State Attorney Jack Campbell says a focus on restorative justice may be one way to empower victims of crime. Campbell says restorative justice focuses on helping those who’ve committed crimes face the consequences of their actions—often by meeting and speaking with their targets. And he adds the process can also be therapeutic for victims.
“I think restorative justice is another way to make sure we both empower somebody who has been victimized due to no fault of their own and hopefully we can get better responses and reduce recidivism by requiring the offender to see what they’ve done and to face who they’ve hurt,” Campbell says.
Campbell says in Leon County most of the restorative justice programs are focused on teens. But he says they’ve proven successful at keeping young people who’ve had trouble with the law from becoming repeat offenders. Jeremiah Murphy teaches physics at Florida State University. He also works with Community Connections.

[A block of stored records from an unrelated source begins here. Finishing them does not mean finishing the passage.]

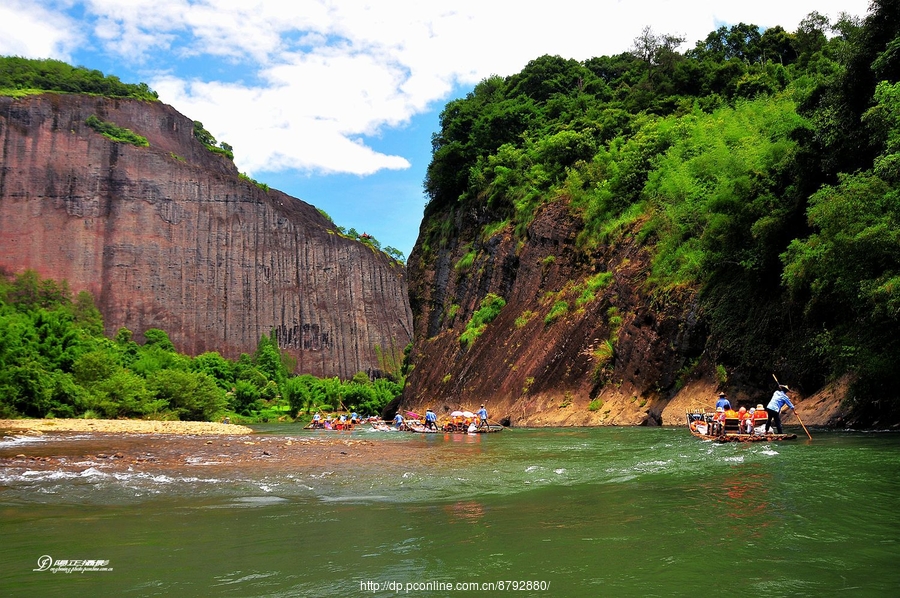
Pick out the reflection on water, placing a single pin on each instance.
(624, 512)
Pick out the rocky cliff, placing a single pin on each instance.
(169, 236)
(579, 341)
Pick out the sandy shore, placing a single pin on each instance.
(124, 426)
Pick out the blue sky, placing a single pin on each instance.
(335, 101)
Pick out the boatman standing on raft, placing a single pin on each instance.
(723, 402)
(482, 415)
(773, 409)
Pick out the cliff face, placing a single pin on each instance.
(616, 356)
(168, 236)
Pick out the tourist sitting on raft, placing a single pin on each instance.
(430, 419)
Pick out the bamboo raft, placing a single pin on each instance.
(700, 424)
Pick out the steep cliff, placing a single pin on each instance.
(169, 236)
(532, 368)
(615, 355)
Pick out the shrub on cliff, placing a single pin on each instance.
(23, 74)
(116, 133)
(485, 314)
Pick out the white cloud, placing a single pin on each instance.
(30, 30)
(328, 72)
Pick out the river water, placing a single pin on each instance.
(560, 512)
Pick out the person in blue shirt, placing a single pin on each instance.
(773, 409)
(430, 419)
(723, 402)
(482, 416)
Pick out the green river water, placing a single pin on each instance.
(560, 512)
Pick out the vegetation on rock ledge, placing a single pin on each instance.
(759, 168)
(56, 362)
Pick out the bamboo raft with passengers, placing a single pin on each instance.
(456, 422)
(708, 425)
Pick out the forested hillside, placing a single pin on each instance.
(759, 169)
(56, 362)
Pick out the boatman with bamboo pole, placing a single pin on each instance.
(482, 415)
(773, 409)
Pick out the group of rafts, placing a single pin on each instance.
(456, 422)
(732, 426)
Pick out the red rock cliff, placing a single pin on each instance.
(168, 236)
(614, 356)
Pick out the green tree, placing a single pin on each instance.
(190, 395)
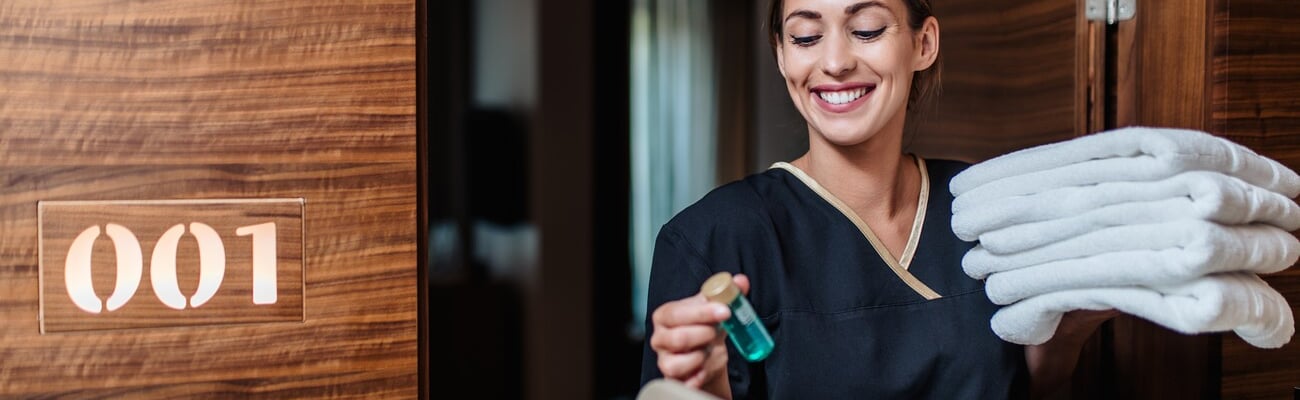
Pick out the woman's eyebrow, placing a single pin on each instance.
(804, 13)
(858, 7)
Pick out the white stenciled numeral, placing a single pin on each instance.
(212, 265)
(264, 290)
(130, 266)
(77, 269)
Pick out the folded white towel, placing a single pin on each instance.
(1134, 153)
(1205, 244)
(1143, 268)
(1238, 301)
(1023, 222)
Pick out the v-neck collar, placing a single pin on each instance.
(898, 266)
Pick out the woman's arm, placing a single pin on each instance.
(1052, 364)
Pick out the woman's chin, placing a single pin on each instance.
(846, 134)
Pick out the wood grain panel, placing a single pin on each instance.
(233, 303)
(1256, 101)
(195, 81)
(206, 99)
(1009, 78)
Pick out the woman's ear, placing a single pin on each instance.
(927, 46)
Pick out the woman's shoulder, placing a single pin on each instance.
(940, 168)
(732, 208)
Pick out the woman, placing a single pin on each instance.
(845, 252)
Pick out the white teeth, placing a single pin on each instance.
(843, 96)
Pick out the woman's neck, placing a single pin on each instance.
(872, 178)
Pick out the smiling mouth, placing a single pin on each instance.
(844, 96)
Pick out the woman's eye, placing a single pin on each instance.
(804, 40)
(869, 35)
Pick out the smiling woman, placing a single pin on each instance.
(845, 252)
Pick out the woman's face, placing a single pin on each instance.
(848, 64)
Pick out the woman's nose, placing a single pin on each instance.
(837, 59)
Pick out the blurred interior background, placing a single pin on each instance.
(563, 134)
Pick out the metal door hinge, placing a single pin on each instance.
(1110, 11)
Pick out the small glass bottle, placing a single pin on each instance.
(746, 333)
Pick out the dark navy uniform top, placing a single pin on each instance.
(849, 321)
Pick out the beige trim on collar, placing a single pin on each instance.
(898, 266)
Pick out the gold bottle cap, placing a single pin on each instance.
(720, 288)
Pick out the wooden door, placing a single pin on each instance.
(1014, 74)
(212, 100)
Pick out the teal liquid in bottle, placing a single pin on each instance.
(744, 327)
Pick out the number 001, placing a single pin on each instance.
(212, 265)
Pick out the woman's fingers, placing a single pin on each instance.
(683, 338)
(690, 311)
(680, 365)
(714, 364)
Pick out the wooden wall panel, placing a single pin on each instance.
(1256, 101)
(1010, 73)
(217, 99)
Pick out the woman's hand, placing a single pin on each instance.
(690, 346)
(1053, 362)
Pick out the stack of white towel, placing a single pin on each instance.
(1166, 225)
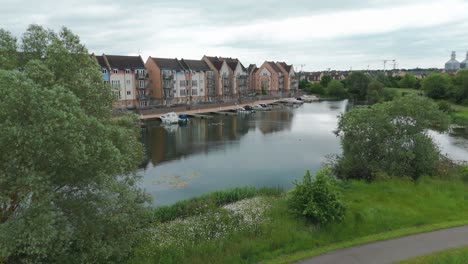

“If you just do nothing but incarcerate kids, 70% to 80% of them go back to jail. As a professor that’s a failing grade. So there’s got to be a better way to do this," Murphy says. "The specific number from Community Connections on their recidivism rate is 12%. That’s an A. So that’s going from a process that doesn’t work, to a process that works remarkably well.”
Community Connections operates through the Palmer Munroe Teen Center in Tallahassee. It uses restorative justice principles to teach youth who are referred through school or the criminal justice system skills such as nonviolent communication.
Murphy and Campbell made their comments on WFSU’s public affairs show Perspectives.